Bepaalde personen die niet worden vertegenwoordigd door een gemachtigde die beroepsmatig rechtsbijstand verleent, mogen per post beroep in cassatie instellen. Dit zijn natuurlijke personen en verenigingen waarvan de statuten niet zijn opgenomen in een notariële akte. Als zij geen gebruik willen maken van digitaal procederen kunnen deze personen het beroepschrift in cassatie sturen aan
de Hoge Raad der Nederlanden (belastingkamer), postbus 20303, 2500 EH Den Haag.Alle andere personen en gemachtigden die beroepsmatig rechtsbijstand verlenen, zijn in beginsel verplicht digitaal te procederen (zie
www.hogeraad.nl).
Bij het instellen van beroep in cassatie moet het volgende in acht worden genomen:
1. bij het beroepschrift wordt een afschrift van deze uitspraak gevoegd;
2 - ( alleen bij procederen op papier) het beroepschrift moet ondertekend zijn;
3 - het beroepschrift moet ten minste het volgende vermelden:
a. de naam en het adres van de indiener;
b. de dagtekening;
c. een omschrijving van de uitspraak waartegen het beroep in cassatie is gericht;
d. de gronden van het beroep in cassatie.
Voor het instellen van beroep in cassatie is griffierecht verschuldigd.

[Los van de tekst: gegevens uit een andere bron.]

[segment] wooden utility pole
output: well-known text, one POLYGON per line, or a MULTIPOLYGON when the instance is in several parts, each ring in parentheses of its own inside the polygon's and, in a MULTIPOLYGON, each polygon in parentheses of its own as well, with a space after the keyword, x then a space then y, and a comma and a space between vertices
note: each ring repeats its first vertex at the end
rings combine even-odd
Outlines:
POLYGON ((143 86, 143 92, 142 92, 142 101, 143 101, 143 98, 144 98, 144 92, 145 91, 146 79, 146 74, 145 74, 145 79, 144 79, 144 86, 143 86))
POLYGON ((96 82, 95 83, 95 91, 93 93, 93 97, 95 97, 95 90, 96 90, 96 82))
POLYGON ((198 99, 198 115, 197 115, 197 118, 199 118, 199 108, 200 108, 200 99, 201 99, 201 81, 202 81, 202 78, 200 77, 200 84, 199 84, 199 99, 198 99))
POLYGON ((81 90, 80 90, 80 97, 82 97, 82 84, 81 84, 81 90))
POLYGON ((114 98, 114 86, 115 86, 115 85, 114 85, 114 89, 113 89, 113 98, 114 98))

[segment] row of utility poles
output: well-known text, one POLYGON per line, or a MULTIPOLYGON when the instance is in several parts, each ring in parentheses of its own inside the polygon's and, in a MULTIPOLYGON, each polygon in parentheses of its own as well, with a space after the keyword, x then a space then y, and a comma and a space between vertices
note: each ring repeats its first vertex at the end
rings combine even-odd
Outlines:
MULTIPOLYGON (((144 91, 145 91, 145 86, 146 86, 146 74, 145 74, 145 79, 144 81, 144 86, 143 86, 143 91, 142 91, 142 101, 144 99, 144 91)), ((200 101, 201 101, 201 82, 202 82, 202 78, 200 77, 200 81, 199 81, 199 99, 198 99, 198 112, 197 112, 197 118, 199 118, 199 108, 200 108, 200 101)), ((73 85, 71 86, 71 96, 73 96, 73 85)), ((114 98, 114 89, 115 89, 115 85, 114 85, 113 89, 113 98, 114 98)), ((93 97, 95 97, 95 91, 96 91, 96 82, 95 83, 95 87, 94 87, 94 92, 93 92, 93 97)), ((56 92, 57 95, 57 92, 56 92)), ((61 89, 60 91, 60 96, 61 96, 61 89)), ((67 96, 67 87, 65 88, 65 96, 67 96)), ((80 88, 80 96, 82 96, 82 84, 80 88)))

Na het instellen van beroep in cassatie ontvangt de indiener een nota griffierecht van de griffier van de Hoge Raad. In het cassatieberoepschrift kan de Hoge Raad verzocht worden om de wederpartij te veroordelen in de proceskosten.

Voetnoten

1.Kamerstukken II 1993/94, 22 885, nr. 3, blz. 44.
2.Vergelijk Hoge Raad 14 oktober 2005 ECLI:NL:HR:2005:AU4300 (Oostflakkee), r.o. 3.2.

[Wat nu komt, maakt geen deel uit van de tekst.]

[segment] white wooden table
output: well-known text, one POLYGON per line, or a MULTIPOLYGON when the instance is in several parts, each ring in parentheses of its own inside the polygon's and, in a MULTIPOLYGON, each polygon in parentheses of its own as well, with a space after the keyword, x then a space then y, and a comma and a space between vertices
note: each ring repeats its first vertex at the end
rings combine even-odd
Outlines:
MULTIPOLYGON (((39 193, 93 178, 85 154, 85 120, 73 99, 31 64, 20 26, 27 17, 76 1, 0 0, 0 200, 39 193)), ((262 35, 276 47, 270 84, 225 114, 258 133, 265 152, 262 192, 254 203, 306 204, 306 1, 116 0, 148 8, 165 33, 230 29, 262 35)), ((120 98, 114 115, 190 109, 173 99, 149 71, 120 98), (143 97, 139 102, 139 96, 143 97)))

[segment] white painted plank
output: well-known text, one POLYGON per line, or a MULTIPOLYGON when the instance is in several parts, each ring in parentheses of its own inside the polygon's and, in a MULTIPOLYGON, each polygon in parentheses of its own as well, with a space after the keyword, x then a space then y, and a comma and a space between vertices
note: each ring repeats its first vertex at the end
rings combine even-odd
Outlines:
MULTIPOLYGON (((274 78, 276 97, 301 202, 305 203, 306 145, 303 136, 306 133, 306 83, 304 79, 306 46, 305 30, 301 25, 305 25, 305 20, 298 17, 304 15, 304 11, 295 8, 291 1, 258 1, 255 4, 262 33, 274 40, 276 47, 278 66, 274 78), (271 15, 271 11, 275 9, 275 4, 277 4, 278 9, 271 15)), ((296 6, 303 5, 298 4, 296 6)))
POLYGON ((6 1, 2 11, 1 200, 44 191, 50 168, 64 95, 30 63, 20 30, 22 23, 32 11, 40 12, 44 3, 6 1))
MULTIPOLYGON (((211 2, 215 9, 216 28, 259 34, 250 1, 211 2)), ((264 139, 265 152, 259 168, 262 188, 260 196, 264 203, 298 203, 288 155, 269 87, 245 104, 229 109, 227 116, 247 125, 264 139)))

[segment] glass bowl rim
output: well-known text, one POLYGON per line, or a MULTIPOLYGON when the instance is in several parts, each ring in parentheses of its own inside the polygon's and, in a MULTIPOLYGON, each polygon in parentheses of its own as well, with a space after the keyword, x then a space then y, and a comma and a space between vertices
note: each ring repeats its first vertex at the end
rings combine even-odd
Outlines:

3.Vergelijk Hoge Raad 3 maart 2023, ECLI:NL:HR:2023:332, r.o. 3.2.
4.Vergelijk. Hoge Raad 10 juni 2011, ECLI:NL:HR:2011:BQ7597, r.o. 3.2.4, Hoge Raad 10 juli 2015, ECLI:NL:HR:2015:1776, r.o. 2.4, en Hoge Raad 12 april 2024, ECLI:NL:HR:2024:571, r.o. 4.2.3.
5.Vergelijk Hoge Raad 14 oktober 2005, ECLI:NL:HR:2005:AU4300 (Oostflakkee), r.o. 3.2.
6.Vergelijk. Hoge Raad 12 april 2024, ECLI:NL:HR:2024:571, r.o. 4.2.2.